I've begun an exciting animation project, and as part of that I've been trying to come up with a style for the background paintings. I've created animations in the past, but I've never been happy with how the backgrounds turned out. I've studied hours and hours of animation, and the backgrounds I've been most impressed with were the ones created in watercolor and gouache (opaque watercolor). But I'm not the greatest watercolorist, and doing them on paper and scanning them in would add to the already incredible time burden.
So I decided to go digital and let the computer do the heavy lifting. I've tried several different methods in Corel Painter, the greatest paint program ever created, but I've never been satisfied with the results. I even tried using Brushes for the iPhone.

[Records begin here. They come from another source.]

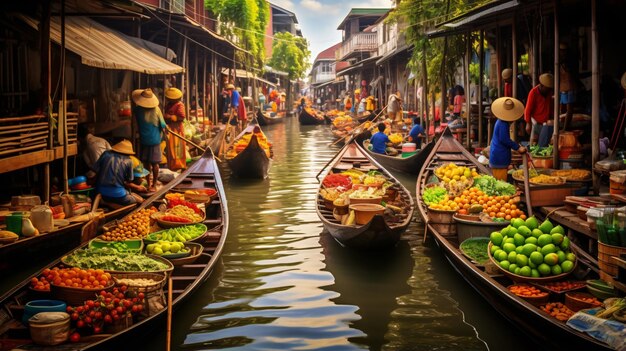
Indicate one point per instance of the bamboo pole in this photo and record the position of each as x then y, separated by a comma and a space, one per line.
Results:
513, 130
557, 80
468, 60
595, 94
168, 345
63, 110
425, 90
46, 86
481, 70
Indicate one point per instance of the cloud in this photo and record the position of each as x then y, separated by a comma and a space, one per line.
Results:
319, 7
286, 4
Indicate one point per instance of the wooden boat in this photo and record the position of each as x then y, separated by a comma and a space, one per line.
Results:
411, 164
186, 278
28, 250
309, 116
253, 161
522, 314
377, 233
267, 118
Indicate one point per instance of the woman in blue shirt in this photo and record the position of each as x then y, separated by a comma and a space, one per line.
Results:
379, 140
506, 109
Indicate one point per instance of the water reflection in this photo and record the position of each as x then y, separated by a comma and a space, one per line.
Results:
285, 284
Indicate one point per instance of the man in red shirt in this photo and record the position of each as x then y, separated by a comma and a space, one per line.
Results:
539, 110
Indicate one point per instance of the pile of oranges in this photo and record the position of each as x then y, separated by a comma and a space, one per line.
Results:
504, 207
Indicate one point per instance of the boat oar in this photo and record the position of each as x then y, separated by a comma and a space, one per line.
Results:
360, 125
169, 313
526, 185
192, 143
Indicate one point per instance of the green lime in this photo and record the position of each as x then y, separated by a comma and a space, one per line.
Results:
496, 238
536, 258
544, 269
525, 271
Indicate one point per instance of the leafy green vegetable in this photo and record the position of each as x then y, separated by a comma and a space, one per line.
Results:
433, 195
113, 260
493, 187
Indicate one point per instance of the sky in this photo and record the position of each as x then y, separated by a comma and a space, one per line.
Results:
319, 19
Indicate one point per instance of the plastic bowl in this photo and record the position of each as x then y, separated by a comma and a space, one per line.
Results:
365, 212
33, 307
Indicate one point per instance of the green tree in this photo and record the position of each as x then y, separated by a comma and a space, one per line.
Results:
290, 54
245, 20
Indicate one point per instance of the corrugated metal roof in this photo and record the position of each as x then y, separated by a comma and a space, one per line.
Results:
103, 47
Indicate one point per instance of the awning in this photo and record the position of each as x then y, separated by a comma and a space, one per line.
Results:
241, 73
333, 81
103, 47
391, 54
474, 18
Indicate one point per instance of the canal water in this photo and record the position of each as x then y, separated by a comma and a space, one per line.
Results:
283, 283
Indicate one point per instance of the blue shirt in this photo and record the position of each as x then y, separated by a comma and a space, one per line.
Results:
234, 99
379, 142
149, 134
113, 170
501, 145
414, 134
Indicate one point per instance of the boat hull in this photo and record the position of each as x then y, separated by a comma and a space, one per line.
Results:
264, 119
377, 233
307, 119
412, 164
252, 162
523, 315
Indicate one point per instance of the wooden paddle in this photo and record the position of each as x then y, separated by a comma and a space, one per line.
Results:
526, 185
360, 125
169, 313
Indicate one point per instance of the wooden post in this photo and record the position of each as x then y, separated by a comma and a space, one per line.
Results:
425, 90
63, 111
514, 76
468, 106
481, 70
557, 79
46, 102
595, 94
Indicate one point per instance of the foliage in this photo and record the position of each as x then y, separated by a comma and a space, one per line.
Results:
246, 20
422, 16
290, 54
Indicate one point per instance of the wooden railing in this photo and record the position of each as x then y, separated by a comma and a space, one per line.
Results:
359, 42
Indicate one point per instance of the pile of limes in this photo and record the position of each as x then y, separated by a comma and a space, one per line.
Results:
530, 249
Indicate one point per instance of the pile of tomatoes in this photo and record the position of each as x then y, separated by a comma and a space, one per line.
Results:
106, 309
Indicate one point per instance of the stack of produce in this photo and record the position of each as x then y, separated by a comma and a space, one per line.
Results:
179, 214
135, 226
462, 189
71, 277
243, 142
529, 249
105, 310
113, 260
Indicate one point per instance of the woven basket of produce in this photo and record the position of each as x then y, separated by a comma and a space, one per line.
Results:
577, 301
177, 216
140, 281
77, 296
195, 250
530, 293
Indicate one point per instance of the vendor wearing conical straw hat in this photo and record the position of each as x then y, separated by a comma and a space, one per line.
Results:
506, 109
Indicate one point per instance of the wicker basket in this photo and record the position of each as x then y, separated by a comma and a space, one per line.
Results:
573, 301
76, 296
154, 291
195, 249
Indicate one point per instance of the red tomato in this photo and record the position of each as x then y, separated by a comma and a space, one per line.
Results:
75, 337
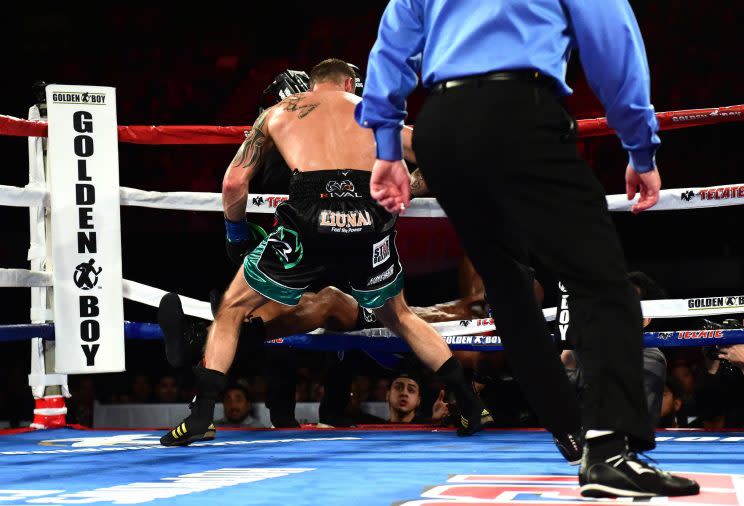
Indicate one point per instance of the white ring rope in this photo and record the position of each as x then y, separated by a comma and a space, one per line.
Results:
670, 199
138, 292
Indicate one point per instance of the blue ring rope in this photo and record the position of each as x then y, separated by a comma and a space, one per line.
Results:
339, 342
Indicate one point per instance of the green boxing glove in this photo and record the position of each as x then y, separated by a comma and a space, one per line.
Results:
240, 239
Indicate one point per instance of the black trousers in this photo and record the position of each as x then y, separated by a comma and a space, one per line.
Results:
501, 159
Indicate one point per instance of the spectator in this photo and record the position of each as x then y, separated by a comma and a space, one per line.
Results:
671, 404
167, 390
238, 408
682, 371
719, 393
380, 390
404, 398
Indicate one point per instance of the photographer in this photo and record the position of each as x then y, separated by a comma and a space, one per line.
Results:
720, 387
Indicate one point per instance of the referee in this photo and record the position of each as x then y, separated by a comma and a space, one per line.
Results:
497, 149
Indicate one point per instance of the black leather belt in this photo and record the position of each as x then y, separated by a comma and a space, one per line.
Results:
479, 80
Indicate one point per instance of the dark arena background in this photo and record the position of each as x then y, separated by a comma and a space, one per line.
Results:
202, 64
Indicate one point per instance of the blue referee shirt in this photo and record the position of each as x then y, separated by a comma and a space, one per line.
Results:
448, 39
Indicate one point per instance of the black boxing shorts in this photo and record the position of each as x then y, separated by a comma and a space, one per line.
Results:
330, 228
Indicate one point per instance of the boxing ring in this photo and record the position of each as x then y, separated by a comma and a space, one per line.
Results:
411, 466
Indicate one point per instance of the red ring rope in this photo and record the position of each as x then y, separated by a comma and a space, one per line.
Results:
201, 134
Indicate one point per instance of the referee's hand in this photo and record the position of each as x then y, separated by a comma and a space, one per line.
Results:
390, 185
649, 184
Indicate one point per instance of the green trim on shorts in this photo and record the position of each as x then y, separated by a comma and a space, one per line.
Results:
265, 285
373, 299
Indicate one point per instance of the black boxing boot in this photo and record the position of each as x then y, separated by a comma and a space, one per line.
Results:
199, 426
473, 415
184, 337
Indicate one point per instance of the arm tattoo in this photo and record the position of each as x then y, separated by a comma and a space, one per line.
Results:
251, 151
418, 185
293, 105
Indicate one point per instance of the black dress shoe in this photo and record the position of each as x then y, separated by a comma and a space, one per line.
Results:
624, 475
571, 446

Then a few months ago I developed a technique to add textured shading to illustrations in Adobe Photoshop for a black & white illustrated novella, The Caveman Conspiracy (a Wandering Koala tale). I loved the results. I wondered if the technique could be used with color to create digital paintings. But how to approach it?
Then today I went to see The Secret World of Arrietty by Studio Ghibli. While watching the film, I studied the backgrounds and thought of a similar technique. Of course, I don't have a tenth of their skill or talent, but that doesn't mean I shouldn't try.
So using the shading technique and a texturing technique I developed while working on Wandering Koala uncovers the Sixth Figure, I came up with this. I really like how much it looks like a watercolor painting, how bright the colors are, and how quickly and cleanly I was able to create it. It still needs some work and refinement, but I think I'm on the right track.
But that's just me. What do you think?